All of these things point to the priority of such praying on our lives, as a balance to more public prayer, and as a balance to ceaseless activity. In placing such praying in solitude and silence, we are recognising that this prayer needs to be set apart, to require no distractions – mobiles and pagers off, no activity, no music or sound. As a society we do not do these things well, and become restless – that is because we have so little practice. You will know from your own experience just how difficult it is to carve out space and quiet in the midst of your lives – hence another reason for the early hour when all this too place.

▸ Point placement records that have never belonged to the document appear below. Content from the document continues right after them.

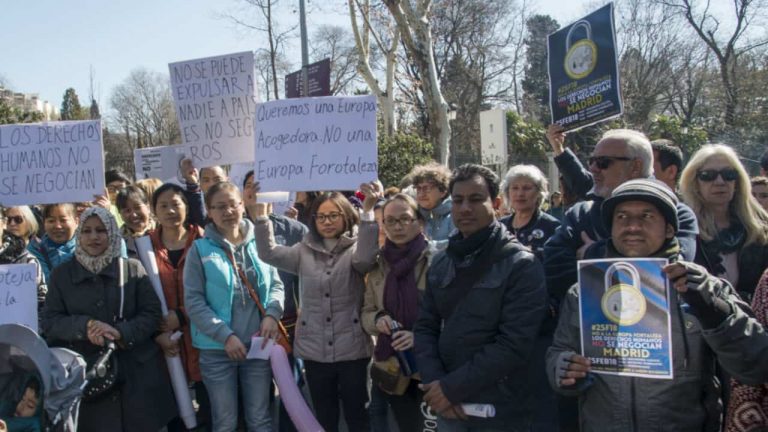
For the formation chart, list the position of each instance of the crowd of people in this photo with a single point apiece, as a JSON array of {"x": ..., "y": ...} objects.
[{"x": 417, "y": 303}]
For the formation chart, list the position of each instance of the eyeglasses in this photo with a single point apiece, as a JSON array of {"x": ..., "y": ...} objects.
[
  {"x": 403, "y": 221},
  {"x": 333, "y": 217},
  {"x": 425, "y": 188},
  {"x": 604, "y": 162},
  {"x": 225, "y": 207},
  {"x": 17, "y": 220},
  {"x": 728, "y": 174}
]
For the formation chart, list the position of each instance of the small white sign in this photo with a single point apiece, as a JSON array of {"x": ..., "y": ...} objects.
[
  {"x": 493, "y": 137},
  {"x": 18, "y": 294},
  {"x": 326, "y": 143},
  {"x": 45, "y": 163}
]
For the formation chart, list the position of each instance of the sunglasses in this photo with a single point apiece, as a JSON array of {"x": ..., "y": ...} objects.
[
  {"x": 18, "y": 220},
  {"x": 604, "y": 162},
  {"x": 728, "y": 174}
]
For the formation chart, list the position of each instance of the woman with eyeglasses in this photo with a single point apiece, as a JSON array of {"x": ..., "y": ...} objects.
[
  {"x": 224, "y": 284},
  {"x": 57, "y": 245},
  {"x": 14, "y": 251},
  {"x": 393, "y": 292},
  {"x": 21, "y": 222},
  {"x": 331, "y": 262},
  {"x": 524, "y": 189},
  {"x": 133, "y": 204},
  {"x": 733, "y": 238}
]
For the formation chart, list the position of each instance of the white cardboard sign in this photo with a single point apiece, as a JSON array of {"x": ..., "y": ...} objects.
[
  {"x": 53, "y": 162},
  {"x": 215, "y": 102},
  {"x": 325, "y": 143},
  {"x": 18, "y": 294}
]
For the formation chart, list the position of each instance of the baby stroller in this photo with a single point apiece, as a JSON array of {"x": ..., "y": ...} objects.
[{"x": 60, "y": 373}]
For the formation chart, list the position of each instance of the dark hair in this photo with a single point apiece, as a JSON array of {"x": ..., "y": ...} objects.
[
  {"x": 669, "y": 154},
  {"x": 351, "y": 218},
  {"x": 408, "y": 200},
  {"x": 130, "y": 192},
  {"x": 764, "y": 161},
  {"x": 247, "y": 175},
  {"x": 470, "y": 171},
  {"x": 169, "y": 187},
  {"x": 115, "y": 175},
  {"x": 48, "y": 209},
  {"x": 218, "y": 187}
]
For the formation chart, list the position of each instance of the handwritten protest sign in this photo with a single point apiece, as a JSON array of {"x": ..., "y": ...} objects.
[
  {"x": 43, "y": 163},
  {"x": 625, "y": 317},
  {"x": 326, "y": 143},
  {"x": 215, "y": 102},
  {"x": 583, "y": 71},
  {"x": 18, "y": 294},
  {"x": 160, "y": 162}
]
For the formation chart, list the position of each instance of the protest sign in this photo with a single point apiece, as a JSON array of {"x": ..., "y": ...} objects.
[
  {"x": 326, "y": 143},
  {"x": 163, "y": 163},
  {"x": 18, "y": 294},
  {"x": 583, "y": 71},
  {"x": 215, "y": 102},
  {"x": 44, "y": 163},
  {"x": 625, "y": 317}
]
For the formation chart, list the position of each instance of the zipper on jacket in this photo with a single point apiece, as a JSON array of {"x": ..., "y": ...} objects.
[{"x": 633, "y": 399}]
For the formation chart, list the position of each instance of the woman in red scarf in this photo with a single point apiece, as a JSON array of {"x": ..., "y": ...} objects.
[{"x": 393, "y": 292}]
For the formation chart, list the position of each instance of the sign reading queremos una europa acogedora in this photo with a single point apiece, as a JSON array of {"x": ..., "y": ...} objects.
[
  {"x": 583, "y": 71},
  {"x": 624, "y": 311}
]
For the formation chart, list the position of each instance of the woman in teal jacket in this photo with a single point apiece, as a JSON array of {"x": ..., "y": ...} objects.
[{"x": 223, "y": 312}]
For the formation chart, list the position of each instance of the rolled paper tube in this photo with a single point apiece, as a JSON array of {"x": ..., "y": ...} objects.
[
  {"x": 293, "y": 401},
  {"x": 175, "y": 369}
]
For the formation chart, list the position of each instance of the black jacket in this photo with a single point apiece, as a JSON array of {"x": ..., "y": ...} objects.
[
  {"x": 143, "y": 401},
  {"x": 479, "y": 352}
]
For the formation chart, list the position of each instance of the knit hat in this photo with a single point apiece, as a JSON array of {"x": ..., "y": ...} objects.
[{"x": 648, "y": 190}]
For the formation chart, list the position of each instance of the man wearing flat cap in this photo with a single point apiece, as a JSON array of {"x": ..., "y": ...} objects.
[{"x": 709, "y": 322}]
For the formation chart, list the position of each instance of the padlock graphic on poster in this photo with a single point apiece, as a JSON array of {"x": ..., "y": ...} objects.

Our third reason is the prayer of hope and expectation. Praying in the early morning is in so many ways a parable for our lives. If we are Christian people, then we are (or are meant to be) people of joy, hope and expectation – joy in what God in Christ has done, and continues to do, in us – hope for the future realisation of the Kingdom of God, and expectation in the mighty and glorious promises which he has made. The early morning is a time when we look forward – just as we do in Lent, to the Lord’s death and resurrection, and Advent, to the Lord’s Birth. In my last parish, we used to refer to those who looked forward in hope (hopefully all of us!) as Purple People, to reflect the fact that the colour purple in the church’s tradition ties together the seasons of Advent and Lent, as well as representing hope and expectation. Many years ago, one Advent, when a curate in Harrogate, I had just attended Morning Prayer in my home parish, after which I was reminded (I had forgotten) that I was meant to be taking the 8.00 am Service at Collingham, on the Northern edge of Leeds. Timing wise, this was not good. I leapt into my car and flew down the A61 (without once compromising the speed limit – it was entirely by miraculous intervention) and arrived at Collingham at two minutes to eight. What was remarkable, however, was not the speed of the journey. The true miracle was the colour of the sky. It was a deep, rich purple, such as artist could not conceive. And I remembered a saying which another priest once taught me – that the colour purple was the colour of hope, because it was the colour of the sky just prior to the arrival of the Sun. For us, members of the body of Jesus Christ which is the church, that translates into our Christian hope because we too are people who await the coming of the Son.

To pray in solitude and silence requires effort of will, in seeking out such places and times. It requires a grace filled discipline which seeks to place that time at God’s disposal. It requires that we are people who earnestly want to seek the Lord, in our hearts and souls. It requires perseverance, so that we do not give up when things get difficult. If we can do these things, we will be richly rewarded, as the silence and the grace permeates our being, and is spread even beyond ourselves to others. Seek these things, and you will be richly rewarded, both here and hereafter.